Massimo proviene da una famiglia patriarcale di lunga storia, iniziata quando alcuni pastori della Valle di Mosso, retrostante la città di Biella, cominciarono a filare la lana delle pecore che allevavano, a lavorarla e a venderla alle prime industrie di quei lontani secoli del ‘600 e ‘700. È forse in parte storia romanzata raccolta da racconti famigliari, non cambia però la sostanza di un lungo percorso evolutivo attraverso il quale, per mezzo del lavoro e dell’applicazione, alcuni membri iniziarono ad accedere anche a professioni e funzioni pubbliche di rilievo, come sacerdoti o avvocati, e questo dà l’idea della qualità evolutiva di questo gruppo di affini, di questa famiglia Sella, il cui nome stesso deriva dalle colline della Sella di Mosso.
Aspetto fondante nella vita di Massimo fu il rapporto intenso con due persone da lui riconosciute centrali per la sua esperienza e formazione, maestri da emulare, interiorizzati, a cui restò strettamente legato per tutta la vita.
Prima di tutto la madre Clara, e questo al di là dei puri e meri affetti intimi: fu lei stessa pianista che lo iniziò allo studio del pianoforte in tenerissima età. Massimo divenne un appassionato pianista e il pianoforte fu lo strumento che suonò con professionalità concertistica lungo tutto l’arco della vita.
L’altro fatto formativo da ricordare fu l’avere riconosciuto in Alfonso Sella un maestro. Egli era suo cugino di secondo grado, figlio di Quintino, uomo colto, professore di fisica all’Università La Sapienza di Roma e musicista. Già da adolescente, Massimo ne seppe riconoscere la statura e ne ammirò profondamente la qualità morale e il coinvolgimento scientifico. Infine diede al suo primogenito lo stesso nome.
Il significato centrale del riportare questi fatti sta nel sottolineare la capacità in Massimo, seppur in giovane età, di riconoscere il valore di una persona e perseguirne lo spirito e l’attività, introiettandone in maniera profonda i tratti del carattere da seguire con fedeltà come esempio.

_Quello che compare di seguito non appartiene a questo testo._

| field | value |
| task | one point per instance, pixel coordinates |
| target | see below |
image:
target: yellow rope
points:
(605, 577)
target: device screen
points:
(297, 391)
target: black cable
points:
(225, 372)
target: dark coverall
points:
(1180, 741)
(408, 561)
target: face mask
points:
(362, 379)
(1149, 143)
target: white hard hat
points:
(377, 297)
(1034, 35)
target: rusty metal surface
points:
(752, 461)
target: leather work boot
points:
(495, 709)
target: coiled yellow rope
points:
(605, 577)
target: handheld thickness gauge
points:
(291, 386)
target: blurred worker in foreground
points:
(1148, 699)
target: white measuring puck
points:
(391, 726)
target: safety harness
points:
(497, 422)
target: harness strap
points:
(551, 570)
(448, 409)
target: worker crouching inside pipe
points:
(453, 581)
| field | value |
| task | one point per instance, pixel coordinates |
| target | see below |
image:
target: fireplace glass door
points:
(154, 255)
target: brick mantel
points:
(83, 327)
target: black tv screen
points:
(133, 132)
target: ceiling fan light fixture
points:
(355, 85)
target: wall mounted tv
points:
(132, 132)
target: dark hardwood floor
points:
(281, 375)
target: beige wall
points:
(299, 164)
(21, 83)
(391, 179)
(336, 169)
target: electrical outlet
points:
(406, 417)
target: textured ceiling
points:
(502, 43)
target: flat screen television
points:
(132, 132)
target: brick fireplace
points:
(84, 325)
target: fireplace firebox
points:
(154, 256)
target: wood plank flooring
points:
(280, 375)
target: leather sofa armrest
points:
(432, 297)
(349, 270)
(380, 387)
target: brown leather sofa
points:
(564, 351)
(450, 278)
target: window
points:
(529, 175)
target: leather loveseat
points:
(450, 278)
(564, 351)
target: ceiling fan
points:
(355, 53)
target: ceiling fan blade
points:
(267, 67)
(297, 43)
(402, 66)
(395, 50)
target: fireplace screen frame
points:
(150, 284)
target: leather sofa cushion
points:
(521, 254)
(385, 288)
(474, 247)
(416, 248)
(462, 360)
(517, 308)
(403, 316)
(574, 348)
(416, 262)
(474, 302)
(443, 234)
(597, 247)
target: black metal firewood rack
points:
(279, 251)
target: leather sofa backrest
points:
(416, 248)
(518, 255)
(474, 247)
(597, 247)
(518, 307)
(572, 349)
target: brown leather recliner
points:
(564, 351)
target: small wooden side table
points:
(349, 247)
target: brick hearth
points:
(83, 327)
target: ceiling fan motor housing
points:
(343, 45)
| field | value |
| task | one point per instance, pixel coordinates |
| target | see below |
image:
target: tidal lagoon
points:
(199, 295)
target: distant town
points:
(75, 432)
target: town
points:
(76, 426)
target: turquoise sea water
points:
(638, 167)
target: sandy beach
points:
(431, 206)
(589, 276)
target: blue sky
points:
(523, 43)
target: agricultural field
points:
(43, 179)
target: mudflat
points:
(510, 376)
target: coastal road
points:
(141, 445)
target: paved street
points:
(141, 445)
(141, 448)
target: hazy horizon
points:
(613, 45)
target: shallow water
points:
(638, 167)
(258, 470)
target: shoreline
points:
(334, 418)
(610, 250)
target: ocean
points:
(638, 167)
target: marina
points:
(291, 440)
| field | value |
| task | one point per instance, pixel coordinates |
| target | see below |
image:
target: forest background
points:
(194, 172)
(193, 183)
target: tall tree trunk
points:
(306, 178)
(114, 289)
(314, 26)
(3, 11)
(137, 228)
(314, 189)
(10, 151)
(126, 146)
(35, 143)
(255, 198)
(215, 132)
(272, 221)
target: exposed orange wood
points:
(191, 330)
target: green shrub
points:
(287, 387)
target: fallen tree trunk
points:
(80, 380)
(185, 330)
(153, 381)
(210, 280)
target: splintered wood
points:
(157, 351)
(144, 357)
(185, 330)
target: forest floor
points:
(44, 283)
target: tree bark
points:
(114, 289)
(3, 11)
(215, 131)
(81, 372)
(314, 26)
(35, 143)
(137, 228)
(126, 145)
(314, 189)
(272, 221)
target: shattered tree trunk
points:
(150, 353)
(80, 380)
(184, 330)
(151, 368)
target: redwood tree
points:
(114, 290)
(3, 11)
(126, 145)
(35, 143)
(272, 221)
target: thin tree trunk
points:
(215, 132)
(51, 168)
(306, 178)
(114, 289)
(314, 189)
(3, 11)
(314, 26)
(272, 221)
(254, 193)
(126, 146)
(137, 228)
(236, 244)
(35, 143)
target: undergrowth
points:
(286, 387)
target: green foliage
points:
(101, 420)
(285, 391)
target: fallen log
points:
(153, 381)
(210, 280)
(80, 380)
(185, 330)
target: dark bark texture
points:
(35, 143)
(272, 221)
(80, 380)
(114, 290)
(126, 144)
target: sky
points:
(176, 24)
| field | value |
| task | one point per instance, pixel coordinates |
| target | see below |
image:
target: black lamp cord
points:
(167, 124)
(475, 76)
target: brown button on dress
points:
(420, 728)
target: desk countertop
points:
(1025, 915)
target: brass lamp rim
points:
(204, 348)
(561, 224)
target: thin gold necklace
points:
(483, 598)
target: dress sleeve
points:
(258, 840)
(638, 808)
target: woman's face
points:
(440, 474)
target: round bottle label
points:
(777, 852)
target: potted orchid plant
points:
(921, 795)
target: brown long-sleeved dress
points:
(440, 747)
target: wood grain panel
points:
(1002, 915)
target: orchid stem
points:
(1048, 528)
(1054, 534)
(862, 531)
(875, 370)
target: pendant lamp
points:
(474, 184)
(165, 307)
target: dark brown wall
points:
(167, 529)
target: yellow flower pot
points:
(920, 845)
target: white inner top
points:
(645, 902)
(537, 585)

In tutte le sue attività, prima di tutto come scienziato ma anche come pianista quasi professionale, fotografo e scrittore, egli raggiunse un livello di alta qualità. Fu però l’integrazione la caratteristica portante della sua mente, mai completamente scissa nelle sue parti. Con questo non intendo solo la compresenza in lui dello scienziato, dell’artista, del religioso, ma la qualità dell’integrazione di queste.
Pur essendo centrale ad esempio l’attività scientifica, questa non impediva alla sua mente di cogliere aspetti estetici ed umani di cui in altri momenti si sarebbe poi fatto carico.
"Mi sono interrogata su cosa mi spingesse a onorare la memoria di Massimo attraverso questo mezzo di comunicazione.
Ho ripensato a un libro che avevo letto tempo fa: "L'ultimo dei Giusti" di André Schwarz-Bart, che molto mi aveva colpito, di questo particolarmente ricordo il concetto di Giusto.
Era questo il riconoscimento e la definizione di una personalità capace di riconoscere e rimanere fedele alle qualità del bello e del buono in sé stesso e nella valutazione degli altri."